Watching the five guys in These United States make music has always reminded me of a river. There is something serpentine, endless, and powerful that torrents out of the mouth of Jesse Elliott and through the arms and legs of all five of them. It rambles. It breathes. They also tour so freaking much that you would think that they’d lose those potent abilities and stray from the source in favor of rote and rockin’ performances, at some point. Yet for the handful of years I’ve known them, that has never happened. Every performance, even small ones, are infused with their trademark literacy, urgency, with dust-and-sweat notes and slide guitar quaver hanging in the air.
We recorded this chapel session back in late July when the nights were so blissfully long, and the air in the church was uncharacteristically sticky and close. We’ve never done a session with this many people in the band before, and we tried to capture more of a field-recording feel to what was happening that day. I love the way the lone central mic picks up the echo of Jesse’s voice, the cadence of the piano chords, the loose rattle of bang as Robby thumped on a few pieces of my drumkit (in its debut recording appearance).

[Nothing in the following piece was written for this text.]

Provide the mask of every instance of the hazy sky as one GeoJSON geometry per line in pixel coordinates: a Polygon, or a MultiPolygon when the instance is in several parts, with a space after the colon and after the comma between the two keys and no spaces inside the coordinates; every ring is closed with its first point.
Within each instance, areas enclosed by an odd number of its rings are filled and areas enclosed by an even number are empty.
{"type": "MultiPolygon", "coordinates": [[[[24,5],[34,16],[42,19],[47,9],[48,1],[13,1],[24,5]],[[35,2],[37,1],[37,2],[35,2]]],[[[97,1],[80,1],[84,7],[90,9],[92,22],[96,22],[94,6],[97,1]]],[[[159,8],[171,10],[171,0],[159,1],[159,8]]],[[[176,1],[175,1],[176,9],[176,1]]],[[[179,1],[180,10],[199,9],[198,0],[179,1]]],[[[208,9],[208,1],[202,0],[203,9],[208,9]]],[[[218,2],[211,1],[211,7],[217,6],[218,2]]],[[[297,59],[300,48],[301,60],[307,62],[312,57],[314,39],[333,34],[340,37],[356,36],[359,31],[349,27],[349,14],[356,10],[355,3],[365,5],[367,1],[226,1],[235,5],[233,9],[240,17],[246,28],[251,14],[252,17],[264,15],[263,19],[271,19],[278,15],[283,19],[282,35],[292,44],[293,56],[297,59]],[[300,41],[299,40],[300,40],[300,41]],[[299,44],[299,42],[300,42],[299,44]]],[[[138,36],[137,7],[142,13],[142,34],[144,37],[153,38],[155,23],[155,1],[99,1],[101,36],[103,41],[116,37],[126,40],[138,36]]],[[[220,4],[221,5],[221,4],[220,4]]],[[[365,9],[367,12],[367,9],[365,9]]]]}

The band is in the studio at this moment working on their fifth record.
THESE UNITED STATES: FUEL/FRIENDS CHAPEL SESSION
The Angels’ Share
This is a brand new song, and the one that first made me start thinking in the aforementioned metaphors of rivers. When I asked Jesse if the title was plural or singular, he thought about it for a minute and pensively nodded as he answered: “It’s gotta be multiple angels. One angel couldn’t catch all that.”
What Do You Want With My Heart?
A song that’s been around for a handful of years, but just made its recorded appearance on their last album, 2010′s What Lasts. J Tom shines on the big, old, beautiful grand piano that sits in the corner of the church and occasionally gets discovered during one of these sessions. It’s a stripped song of honesty, asking a question that many of us would be well-served to listen to the answer to. I remember reading something a long time ago on Daytrotter in 2007, when Jesse spoke about the “most honest particle.” This band digs that out over and over again, and is relentless in the scouring.
Hit The Ground Running (Smog/Bill Callahan cover)
A concession to my always-kindly-suggested mantra of “you know –I mean– I love cover songs. If you wanted to maybe do one in your chapel session? Or whatever. I mean, anything is wonderful.” This one is a live end-of-the-night favorite for these guys, and more than anything for me evokes the feel of their half-Kentucky heritage (equally split with Washington, D.C.), teasing out all the rootsiness from this 1999 Bill Callahan song.